With such measures winding down, the natural expectation would be an increase in repossessions, but the trend has been towards stabilization, indicating that consumers might be adjusting their financial planning. But the question is, are lenders being deceptive in their reporting in hoping to avoid repossessions through loan modifications?
2025 Repossession Volume Forecasts
Overall, while repossession agencies might not experience a boom in 2025, they are likely to deal with a steady volume of repossessions, which could be slightly less than recent years, reflecting a return to more predictable economic conditions and consumer behavior patterns. These projections, however, hinge on continued economic stability and no major disruptions in the auto finance market.
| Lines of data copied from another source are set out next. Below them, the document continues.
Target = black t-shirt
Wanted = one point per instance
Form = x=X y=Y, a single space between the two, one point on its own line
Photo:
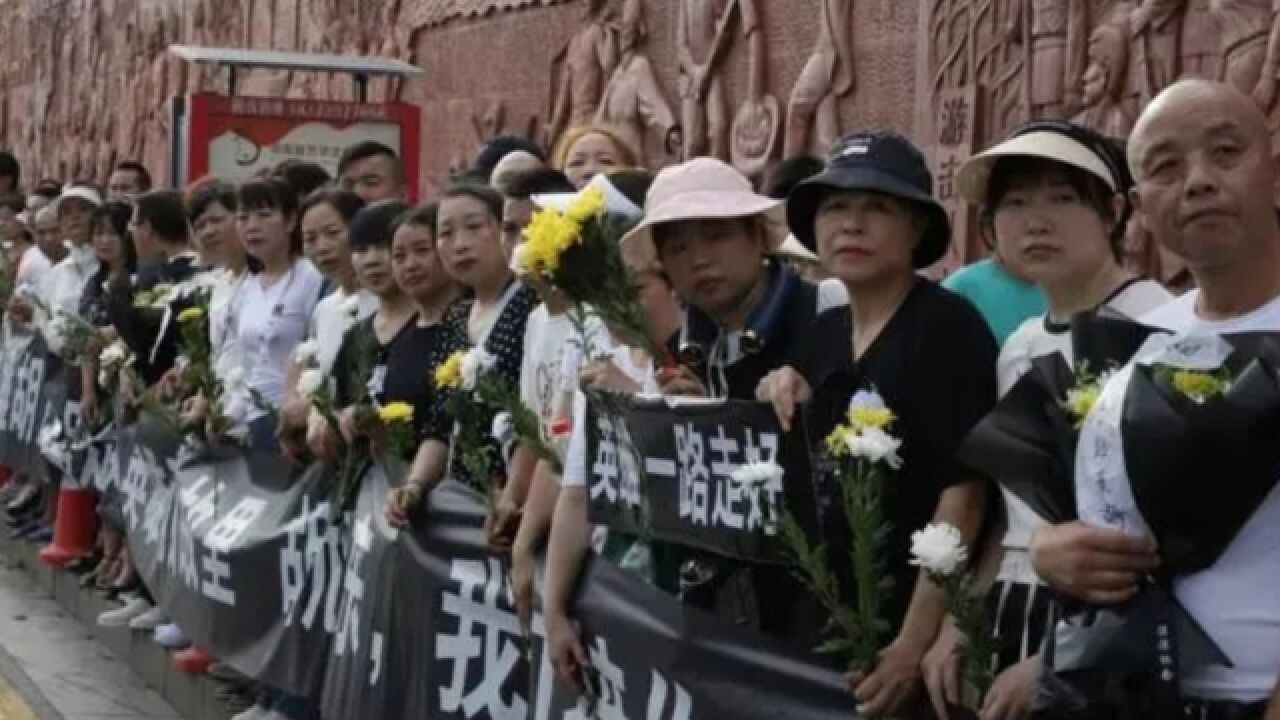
x=402 y=369
x=140 y=327
x=935 y=365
Based on projections from Cox Automotive, the volume of car and truck repossessions in 2025 is expected to rise or hold near steady at approximately 1.8 million vehicles. This figure would still represent levels not seen since 2019, suggesting a return to or slightly above historical norms after a period the dramatic fluctuations caused by the pandemic of 2020.
Despite such moderate forecasts, there are some who suggest that the swell of repossession activity will rise. Some even suggest they could rise to as high as 2.1 million to potentially 2.25 million. These figures should be treated with caution as they stem from social media speculation rather than actual official data.
Looking Into The Crystal Ball
Even with all of the data and expertise of industry auto finance experts like Cox Automotive, much of this is speculation. Given what limited knowledge of what the future holds for us and all the variables that lie ahead, drilling down on the data is about as good as anyone can do.
Remember what little we knew of what was coming our way this time in 2020. Now look at the national and global climate that we are staring down the barrel of and you can easily see the numerous variables in the economic environment that could affect any form of normalcy and toss any forecast to the rocky shore of fate. Only time will tell.